Saturday, March 7, 2020

The collision of risk and politics

There have been a lot of very high profile examples that demonstrate what seems like the evitable progression of the collision of risk and politics.  The narrative seems to always fit this frame:
  • Conventional risk management processes identify a risky situation and assess the unfavorable outcomes
  • Mitigations are designed and briefed up the chain
  • Such mitigations are immediately clamped from the top by "policy" pronouncemnts or business goals
  • A lesser mitigation is imposed -- top down

  • Then, once in operation, the unfavorable forecast comes true
  • Everything hits the fan, often in public, but almost always with customers
  • The business pays ten-fold what the original mitigation would have cost
Sometimes the original risk managers are scapegoated; sometimes the top-down managers.
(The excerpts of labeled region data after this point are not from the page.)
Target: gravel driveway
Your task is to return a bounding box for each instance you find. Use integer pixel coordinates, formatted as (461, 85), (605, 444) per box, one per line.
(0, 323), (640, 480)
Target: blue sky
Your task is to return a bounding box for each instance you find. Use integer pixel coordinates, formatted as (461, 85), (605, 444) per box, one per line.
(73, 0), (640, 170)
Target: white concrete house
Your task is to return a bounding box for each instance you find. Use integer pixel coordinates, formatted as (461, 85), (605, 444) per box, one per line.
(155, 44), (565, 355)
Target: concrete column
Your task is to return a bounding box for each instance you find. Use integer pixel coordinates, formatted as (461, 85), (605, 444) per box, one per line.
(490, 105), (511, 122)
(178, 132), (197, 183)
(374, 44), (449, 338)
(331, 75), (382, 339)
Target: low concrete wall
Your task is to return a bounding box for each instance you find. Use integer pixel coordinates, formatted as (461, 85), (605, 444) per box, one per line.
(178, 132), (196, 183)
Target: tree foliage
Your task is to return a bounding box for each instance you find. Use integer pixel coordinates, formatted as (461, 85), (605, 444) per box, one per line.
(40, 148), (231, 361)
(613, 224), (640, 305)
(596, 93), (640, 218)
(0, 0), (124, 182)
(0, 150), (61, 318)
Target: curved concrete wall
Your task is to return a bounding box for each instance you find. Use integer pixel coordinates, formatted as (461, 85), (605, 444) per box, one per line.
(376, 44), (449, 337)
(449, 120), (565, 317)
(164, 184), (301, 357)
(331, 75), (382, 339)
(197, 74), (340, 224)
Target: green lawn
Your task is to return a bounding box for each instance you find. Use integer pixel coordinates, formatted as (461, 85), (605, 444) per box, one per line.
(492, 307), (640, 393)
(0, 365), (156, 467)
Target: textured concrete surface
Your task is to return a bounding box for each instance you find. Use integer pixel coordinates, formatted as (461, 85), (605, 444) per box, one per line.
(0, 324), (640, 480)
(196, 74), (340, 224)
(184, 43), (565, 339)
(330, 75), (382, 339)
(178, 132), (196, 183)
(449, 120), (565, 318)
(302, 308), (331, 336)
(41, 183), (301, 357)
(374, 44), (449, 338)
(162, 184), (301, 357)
More often it seems, the latter.

Project balance sheet
At other times I've described this narrative in terms of the "project balance sheet":
  • Business goals and policies are one side of the balance
  • Project scope, cost, schedule are the other side of the balance
  • Where there is imbalance, risk is added to affect balance (*)
  • At the end of the day, the PMO is tagged with managing the risk between each side
  • And, if it doesn't work out, the PMO is first on the firing line!
(*) Risk is often added to both the business goals on the one side, and project elements on the other side, but nonetheless the PMO is on the point of the spear for success.